We can see that the values in the _hoodie_file_name have changed for the entries from the first commit. This is to be expected, as we created a "Copy on Write" table (the default table type in Hudi). We can also look in the MinIO UI again to see the different files that have been created. Notice that there is a new data file that holds the data added in the most recent commit as well as the previous commit's data as well.

updated table data files

In the .hoodie directory, we can also see additional commit files that have been added since the last time we checked. At this point, feel free to continue executing queries and adding data as desired to get familiar with Hudi functionality.
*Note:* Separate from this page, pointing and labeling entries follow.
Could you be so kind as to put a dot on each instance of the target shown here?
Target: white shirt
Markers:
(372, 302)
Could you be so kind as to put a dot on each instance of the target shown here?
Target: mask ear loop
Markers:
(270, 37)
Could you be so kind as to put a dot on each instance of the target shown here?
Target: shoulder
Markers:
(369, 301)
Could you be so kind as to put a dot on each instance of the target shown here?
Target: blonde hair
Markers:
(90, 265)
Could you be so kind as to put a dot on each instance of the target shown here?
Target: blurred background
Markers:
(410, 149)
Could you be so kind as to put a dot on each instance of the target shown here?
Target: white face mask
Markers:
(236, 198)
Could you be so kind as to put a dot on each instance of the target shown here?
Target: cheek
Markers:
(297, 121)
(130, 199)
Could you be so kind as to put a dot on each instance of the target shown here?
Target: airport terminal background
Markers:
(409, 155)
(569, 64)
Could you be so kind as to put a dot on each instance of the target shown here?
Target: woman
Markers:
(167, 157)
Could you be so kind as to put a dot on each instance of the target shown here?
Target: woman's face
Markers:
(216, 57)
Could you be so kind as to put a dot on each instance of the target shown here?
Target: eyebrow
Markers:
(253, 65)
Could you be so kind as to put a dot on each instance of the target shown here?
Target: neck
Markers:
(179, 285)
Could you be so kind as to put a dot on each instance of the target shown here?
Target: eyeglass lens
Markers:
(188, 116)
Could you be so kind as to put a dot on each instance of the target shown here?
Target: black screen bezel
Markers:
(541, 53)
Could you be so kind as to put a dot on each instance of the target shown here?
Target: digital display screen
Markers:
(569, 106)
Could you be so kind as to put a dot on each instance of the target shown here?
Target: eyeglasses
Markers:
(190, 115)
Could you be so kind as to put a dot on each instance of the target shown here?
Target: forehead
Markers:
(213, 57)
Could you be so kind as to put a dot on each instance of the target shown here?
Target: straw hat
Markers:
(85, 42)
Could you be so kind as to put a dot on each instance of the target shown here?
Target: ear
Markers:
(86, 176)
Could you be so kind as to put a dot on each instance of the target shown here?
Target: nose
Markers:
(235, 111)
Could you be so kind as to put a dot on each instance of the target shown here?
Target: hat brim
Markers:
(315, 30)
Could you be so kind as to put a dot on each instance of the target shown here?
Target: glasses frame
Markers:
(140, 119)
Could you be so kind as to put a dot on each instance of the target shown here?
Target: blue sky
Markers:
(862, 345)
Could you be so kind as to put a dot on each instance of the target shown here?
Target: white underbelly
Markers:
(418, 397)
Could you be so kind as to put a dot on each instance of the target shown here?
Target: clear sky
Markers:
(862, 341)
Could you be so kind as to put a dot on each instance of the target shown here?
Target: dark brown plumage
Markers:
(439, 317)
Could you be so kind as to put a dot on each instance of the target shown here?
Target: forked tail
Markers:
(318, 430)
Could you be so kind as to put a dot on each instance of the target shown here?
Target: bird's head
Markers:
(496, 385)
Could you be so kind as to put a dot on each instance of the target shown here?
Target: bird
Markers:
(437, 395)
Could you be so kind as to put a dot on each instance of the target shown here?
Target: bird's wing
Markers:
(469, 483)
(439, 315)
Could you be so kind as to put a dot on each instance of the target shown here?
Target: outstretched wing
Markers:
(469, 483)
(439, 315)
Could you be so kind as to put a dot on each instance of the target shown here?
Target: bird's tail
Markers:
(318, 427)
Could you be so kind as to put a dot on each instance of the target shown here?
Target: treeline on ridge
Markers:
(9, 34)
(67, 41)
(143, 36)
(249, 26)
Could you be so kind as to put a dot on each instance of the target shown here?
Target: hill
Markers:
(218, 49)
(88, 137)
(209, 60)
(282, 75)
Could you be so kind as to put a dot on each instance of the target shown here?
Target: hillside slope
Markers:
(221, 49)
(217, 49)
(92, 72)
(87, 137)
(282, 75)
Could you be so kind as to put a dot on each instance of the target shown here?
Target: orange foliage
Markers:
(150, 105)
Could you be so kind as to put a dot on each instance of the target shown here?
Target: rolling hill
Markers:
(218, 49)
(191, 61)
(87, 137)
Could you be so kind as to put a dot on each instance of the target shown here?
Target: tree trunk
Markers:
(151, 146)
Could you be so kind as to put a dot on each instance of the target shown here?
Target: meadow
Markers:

You may also move on to lab 3.

Optional shutdown¶

If you do not intend to go on to lab 3 right now, you can shut down your lakehouse cluster with the following command:

docker compose down -v

This command will stop all containers and remove the volumes. You can omit the -v parameter if you want to keep your existing data for the trips_table in your MinIO storage and come back to complete lab 3 later.